First decision of the Health Care Arbitral Tribunal on the relationship between independent medical specialists and Medical Specialist Companies
The Health Care Arbitral Tribunal (Arbitral Tribunal) has pronounced a decision on a dispute between an independent medical specialist and a Medical Specialist Company (MSC) for the first time since the introduction of the comprehensive rates on 1 January 2015. Although neither party has terminated the existing (membership) agreement between them, the Arbitral Tribunal is of the opinion that termination of membership and deregistration of the specialist from the members' register are justified.
SPECIALIST TERMINATES HIS DUTIES AT THE HOSPITAL BUT SUBSEQUENTLY RECONSIDERS HIS DECISION
The case is as follows: An anaesthetist had been working as an independent specialist at the hospital on the basis of an admission agreement since 1 January 2003. In December 2014, an MSC was set up and it concluded a cooperation agreement with the hospital. Pursuant to a Connection and Service Contract (C&S Contract), the anaesthetist became a member of the MSC for an indefinite period of time on 31 December 2014. In the C&S Contract, the parties agreed that this contract would end on termination of the anaesthetist's MSC membership. The decision does not specify any circumstances under which the MSC membership terminates.
The anaesthetist informed the hospital's board of directors on 31 December 2014 that he wished to terminate his work at the hospital with effect from 1 July 2015. The board of directors confirmed the termination of his medical duties at the hospital with effect from 1 July 2015.
In May 2015, the anaesthetist informed the patient care director at the hospital that he was willing to continue his work at the hospital after 30 June 2015. The patient care director responded by informing the anaesthetist that the board of directors, the medical staff board and the MSC board all agreed to postpone termination of the anaesthetist?s medical duties from 30 June 2015 to 31 December 2015.
Some months later, the anaesthetist informed the MSC board in writing that his position at the hospital and the question of when he would be terminating his duties had been the subject of discussion for some time. The anaesthetist added that he had not requested any postponement of the date on which he intended to terminate his duties. He claimed that the MSC board had agreed to a request that he himself had not made. He also claimed that he had never requested termination of his MSC membership either. In response to this communication, the MSC stated that the C&S Contract would terminate on 31 December 2015, and that the anaesthetist?s medical duties at the hospital would consequently be terminated as well. The anaesthetist was also deregistered from the MSC members' register on 1 January 2016.
The anaesthetist subsequently instituted interlocutory proceedings in which he requested the Arbitral Tribunal to order the MSC to reverse his deregistration in the MSC register and to enable him to resume his medical specialist duties at the hospital.
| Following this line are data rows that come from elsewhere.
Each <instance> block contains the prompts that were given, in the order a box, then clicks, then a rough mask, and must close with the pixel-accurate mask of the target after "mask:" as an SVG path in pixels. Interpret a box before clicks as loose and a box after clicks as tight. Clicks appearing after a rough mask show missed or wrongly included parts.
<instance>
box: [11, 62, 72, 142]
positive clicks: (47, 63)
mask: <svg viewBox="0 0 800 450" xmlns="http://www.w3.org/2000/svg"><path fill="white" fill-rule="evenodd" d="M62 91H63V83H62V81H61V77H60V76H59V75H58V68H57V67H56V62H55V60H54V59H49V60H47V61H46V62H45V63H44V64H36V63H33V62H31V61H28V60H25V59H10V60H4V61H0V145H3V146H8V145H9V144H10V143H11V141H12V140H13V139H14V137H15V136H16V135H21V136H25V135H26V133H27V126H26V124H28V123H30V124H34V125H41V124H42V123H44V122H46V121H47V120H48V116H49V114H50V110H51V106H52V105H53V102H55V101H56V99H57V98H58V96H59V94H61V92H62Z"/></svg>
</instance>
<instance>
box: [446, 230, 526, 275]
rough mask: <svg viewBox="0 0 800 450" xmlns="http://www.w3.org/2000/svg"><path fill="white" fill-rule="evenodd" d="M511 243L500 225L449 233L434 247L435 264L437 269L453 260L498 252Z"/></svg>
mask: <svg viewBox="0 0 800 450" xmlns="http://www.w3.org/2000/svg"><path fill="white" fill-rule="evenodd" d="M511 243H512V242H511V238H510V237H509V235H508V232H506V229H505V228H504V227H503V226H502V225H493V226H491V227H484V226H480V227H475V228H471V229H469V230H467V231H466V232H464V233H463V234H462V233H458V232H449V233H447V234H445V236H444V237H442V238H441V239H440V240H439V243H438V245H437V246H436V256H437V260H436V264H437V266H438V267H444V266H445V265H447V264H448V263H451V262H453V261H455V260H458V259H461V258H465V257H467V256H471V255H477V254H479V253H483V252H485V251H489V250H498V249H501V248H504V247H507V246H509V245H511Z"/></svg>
DECISION OF THE ARBITRAL TRIBUNAL
The Arbitral Tribunal found that the MSC and the anaesthetist had not terminated the C&S Contract, but this did not mean that the claims should be upheld. The anaesthetist stated that when he wrote the letter dated 31 December 2014, he was not aware of all the particulars relating to the introduction of the comprehensive rates and the related change in structure. The Arbitral Tribunal is of the opinion that the tenor of this letter unmistakably expresses the anaesthetist's intention of announcing his departure with effect from 1 July 2015. By its very nature, this announcement of his intention to leave the hospital is incompatible with continuation of his membership of the MSC. Informing the hospital of the termination of the anaesthetist's duties at the hospital was no longer adequate on 31 December 2014 because the admission agreement had already terminated by then and the anaesthetist no longer had any direct contractual relationship with the hospital with effect from that date.
The Arbitral Tribunal also stated that all communications from the MSC made it clear that the MSC also interpreted the letter as termination of membership. There are no further communications, such as acceptance of unlimited continuation of the anaesthetist's duties at the hospital.
In view of the foregoing, the Arbitral Tribunal dismissed the claims. According to the Arbitral Tribunal, there was all the more reason to do so because a substantial breach of trust had meanwhile arisen between the MSC (as well as the medical staff) and the anaesthetist.
This decision is remarkable because MSCs' Articles of Association and agreements between MSCs and their members often state in great detail when membership and the relevant agreements will end (e.g. by means of notice). However, in the case under review, the Arbitral Tribunal decided to terminate the membership on other (practical) grounds.